Variables which may influence physical activity and physical function in older adults were chosen from several studies [5,13,16,33]. Therefore, the following demographic and health characteristics were controlled for: country (Denmark, Spain, Northern Ireland and Germany); sex (male/female); age (years), body mass index (BMI—kg/m2); education (cannot read or write/can read and write/primary/secondary/tertiary levels); number of comorbidities (none/1–2/>2); 12-item Short Form Survey (SF-12) physical component (higher score equals better physical health); and SF-12 mental component (higher score equals better mental health) scores were included in all analyses along with daily sedentary behaviour time. In addition, accelerometer wear-time was included as a covariate in analyses involving physical activity fragmentation due to accelerometer wear-time already being accounted for within the physical activity volume variable.

2.5. Statistical Analysis

A cross-sectional analysis was undertaken using the baseline data from the SITLESS clinical trial. The assumptions for linear regression were tested and met. Hierarchical linear regression analyses were conducted to explore whether different minimum bout lengths for determining physical activity fragmentation were statistically associated with physical function measured using 2MWT distance and SPPB score. Table 1 contains information of the composition of the linear regression models. Model 1 included the physical activity variables only. Model 2 included daily sedentary behaviour time for the physical activity-related variables while also including daily accelerometer wear-time for the fragmentation variables only. Model 3 included the relevant variables from the first two models in addition to demographic and health variables: country (to adjust for clustering effect), age, gender, BMI, education levels, number of co-morbidities and SF-12 (physical and mental components). All analyses were conducted using SPSS Statistics (IBM SPSS Statistics for Windows, Version 25.0. Armonk, NY, USA). Data are presented as mean ± SD unless otherwise stated. Statistical significance was set at p < 0.05. Only complete cases were included.

3. Results

3.1. Descriptive Data

Table 2 highlights the descriptive statistics for the sample population.
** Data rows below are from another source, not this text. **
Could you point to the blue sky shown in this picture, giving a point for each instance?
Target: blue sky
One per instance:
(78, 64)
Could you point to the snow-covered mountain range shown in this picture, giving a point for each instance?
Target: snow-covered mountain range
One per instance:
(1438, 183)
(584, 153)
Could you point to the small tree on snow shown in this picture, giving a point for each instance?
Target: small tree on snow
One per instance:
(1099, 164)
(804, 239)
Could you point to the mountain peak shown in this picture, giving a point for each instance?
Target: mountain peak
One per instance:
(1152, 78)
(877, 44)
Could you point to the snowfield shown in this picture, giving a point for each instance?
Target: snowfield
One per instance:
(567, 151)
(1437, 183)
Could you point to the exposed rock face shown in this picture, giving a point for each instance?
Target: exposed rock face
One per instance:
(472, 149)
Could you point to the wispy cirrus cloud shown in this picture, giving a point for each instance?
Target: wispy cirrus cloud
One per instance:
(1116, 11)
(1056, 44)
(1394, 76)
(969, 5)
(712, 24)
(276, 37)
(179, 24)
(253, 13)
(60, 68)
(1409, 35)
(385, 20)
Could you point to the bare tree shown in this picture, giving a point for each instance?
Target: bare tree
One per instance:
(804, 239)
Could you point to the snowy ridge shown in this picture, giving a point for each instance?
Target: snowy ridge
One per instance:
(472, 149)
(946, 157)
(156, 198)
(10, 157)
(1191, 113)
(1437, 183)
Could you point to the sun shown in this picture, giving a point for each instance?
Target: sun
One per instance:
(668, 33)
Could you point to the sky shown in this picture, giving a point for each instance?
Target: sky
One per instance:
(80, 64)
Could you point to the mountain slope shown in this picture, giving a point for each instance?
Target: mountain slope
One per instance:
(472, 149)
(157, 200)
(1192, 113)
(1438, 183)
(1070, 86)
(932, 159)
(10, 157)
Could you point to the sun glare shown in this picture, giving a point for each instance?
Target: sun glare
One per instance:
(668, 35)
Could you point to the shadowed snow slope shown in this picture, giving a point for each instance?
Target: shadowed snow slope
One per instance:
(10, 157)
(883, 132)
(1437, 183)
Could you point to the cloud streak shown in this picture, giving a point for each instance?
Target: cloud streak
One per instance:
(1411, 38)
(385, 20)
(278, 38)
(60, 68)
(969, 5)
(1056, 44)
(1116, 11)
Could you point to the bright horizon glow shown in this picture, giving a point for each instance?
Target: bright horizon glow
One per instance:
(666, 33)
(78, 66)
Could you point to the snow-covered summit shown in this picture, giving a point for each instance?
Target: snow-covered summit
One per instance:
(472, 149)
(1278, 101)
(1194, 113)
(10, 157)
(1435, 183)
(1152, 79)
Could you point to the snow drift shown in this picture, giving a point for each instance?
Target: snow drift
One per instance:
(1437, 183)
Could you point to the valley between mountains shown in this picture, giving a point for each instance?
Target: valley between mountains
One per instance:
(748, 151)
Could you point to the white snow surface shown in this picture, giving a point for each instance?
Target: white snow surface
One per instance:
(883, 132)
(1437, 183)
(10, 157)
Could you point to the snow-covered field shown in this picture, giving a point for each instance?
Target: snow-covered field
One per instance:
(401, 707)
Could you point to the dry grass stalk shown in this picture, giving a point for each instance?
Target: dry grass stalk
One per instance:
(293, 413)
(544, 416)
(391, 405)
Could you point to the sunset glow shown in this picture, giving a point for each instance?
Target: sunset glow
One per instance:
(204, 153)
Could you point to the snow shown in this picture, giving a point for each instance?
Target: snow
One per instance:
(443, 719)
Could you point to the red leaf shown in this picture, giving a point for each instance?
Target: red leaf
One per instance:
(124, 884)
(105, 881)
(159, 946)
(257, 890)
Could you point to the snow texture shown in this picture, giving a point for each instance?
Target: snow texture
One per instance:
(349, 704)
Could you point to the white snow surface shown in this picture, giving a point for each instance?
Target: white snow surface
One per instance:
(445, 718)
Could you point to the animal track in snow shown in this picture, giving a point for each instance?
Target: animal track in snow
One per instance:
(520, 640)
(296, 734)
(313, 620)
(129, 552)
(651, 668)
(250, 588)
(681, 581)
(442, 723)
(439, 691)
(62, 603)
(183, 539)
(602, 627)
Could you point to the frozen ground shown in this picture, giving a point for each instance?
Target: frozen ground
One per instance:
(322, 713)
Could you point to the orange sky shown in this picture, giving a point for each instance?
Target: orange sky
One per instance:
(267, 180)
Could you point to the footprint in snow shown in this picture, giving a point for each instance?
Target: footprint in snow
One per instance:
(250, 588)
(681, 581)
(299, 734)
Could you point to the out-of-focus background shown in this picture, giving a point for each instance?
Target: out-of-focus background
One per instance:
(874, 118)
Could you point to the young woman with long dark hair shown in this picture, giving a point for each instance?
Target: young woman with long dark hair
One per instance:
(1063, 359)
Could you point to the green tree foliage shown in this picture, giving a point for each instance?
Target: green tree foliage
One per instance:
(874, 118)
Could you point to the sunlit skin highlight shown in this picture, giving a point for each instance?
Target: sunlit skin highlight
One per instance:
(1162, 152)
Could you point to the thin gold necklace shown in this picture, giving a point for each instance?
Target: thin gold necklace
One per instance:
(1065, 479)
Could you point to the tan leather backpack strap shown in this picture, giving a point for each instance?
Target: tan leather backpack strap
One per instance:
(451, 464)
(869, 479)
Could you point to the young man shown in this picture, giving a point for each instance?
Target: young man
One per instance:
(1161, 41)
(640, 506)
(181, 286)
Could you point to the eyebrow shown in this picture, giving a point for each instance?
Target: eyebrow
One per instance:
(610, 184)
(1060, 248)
Participants were split relatively equally between the four countries, three fifths of the sample were female, mean age was over 75 years old, most participants were classified as being overweight according to BMI, over 75% had completed at least secondary education and 90.5% reported having at least one comorbidity.
The data for physical function, sedentary behaviour and physical activity are highlighted in Table 3. Individuals not being able to complete the 2MWT (n = 12), not undertaking any of the three SPPB tasks (n = 16) or not meeting the minimum valid accelerometry wear-time criteria (n = 94) were the reasons for missing data. On average, participants spent almost 80% of waking time being sedentary with daily physical activity time lasting slightly over 3 h.

3.2. Regression Analysis

On average, when using any physical activity variable, the final model accounting for covariates (Model 3) explained 53.0% of the variance in 2MWT distances and 39.4% of the variance in SPPB scores (see Supplementary Materials). Lower ASTP using ≥10-s physical activity bouts, along with higher total physical activity volume were statistically significantly associated (p < 0.05) with longer 2MWT distances (β = −0.60, t (1195) = −4.27, p = 0.007) and higher SPPB scores (β = −0.04, t (1191) = −3.88, p < 0.001) (Table 4). Lower ASTP using ≥120-s and ≥300-s physical activity bouts were statistically significantly associated (p > 0.05) with longer 2MWT distances (β = −0.16, t (1194) = −2.65, p = 0.008 and β = −0.11, t (1140) = −2.21, p = 0.028, respectively) but not SPPB scores (Table 4). No statistically significant associations (p > 0.05) were found for ASTP using ≥60-s bouts with 2MWT distance (p = 0.159) and SPPB score (p = 0.704).
Additional information regarding the covariates associated with physical function is provided within the Supplementary Materials. The following characteristics were found to be associated with better 2MWT performance and SPPB scores: being male; younger age; having lower BMI; being more educated; having higher self-rated physical function; and having higher self-rated mental function. Living with a lower number of comorbidities was only found to be significantly associated with better 2MWT performance and not SPPB scores.

4. Discussion

This study investigated associations between physical activity fragmentation, calculated using different minimum bout lengths, with physical function in community-dwelling older adults. Our study has helped to address a recognised limitation in previous research in that the minimum bout length has generally only been defined using a ≥60-s bout duration. It has been suggested that other durations could yield different results [20]. We tested four different minimum bout lengths to calculate ASTP values. Importantly, the association with physical function appeared to be altered depending on how the ASTP value was calculated, alongside the physical function test chosen. Lower ASTP calculated using ≥10-s minimum bouts was associated with better performance in both physical function tests while lower ASTP calculated using ≥120-s and ≥300-s minimum bouts was also associated with better 2MWT performance but not SPPB scores. Total physical activity volume was found to be associated with both physical function tests. These findings add to previous reflections from Chastin and colleagues (2015) who highlighted that while volume metrics, such as total time and numbers of bouts, provide straightforward directions of behaviour change and how this may have occurred, these metrics might be less sensitive to change compared to hybrid metrics such as fragmentation index [34].
The only ASTP value which was associated with both physical function tests was ASTP calculated using ≥10-s physical activity bouts. However, further exploration using Pearson’s correlation coefficient revealed that ASTP using ≥10-s physical activity bouts was significantly associated (p < 0.001) with total physical activity volume (r = −0.68). Therefore, this suggests that this specific minimum bout length is likely to be too reflective of total physical activity volume to provide any further usefulness.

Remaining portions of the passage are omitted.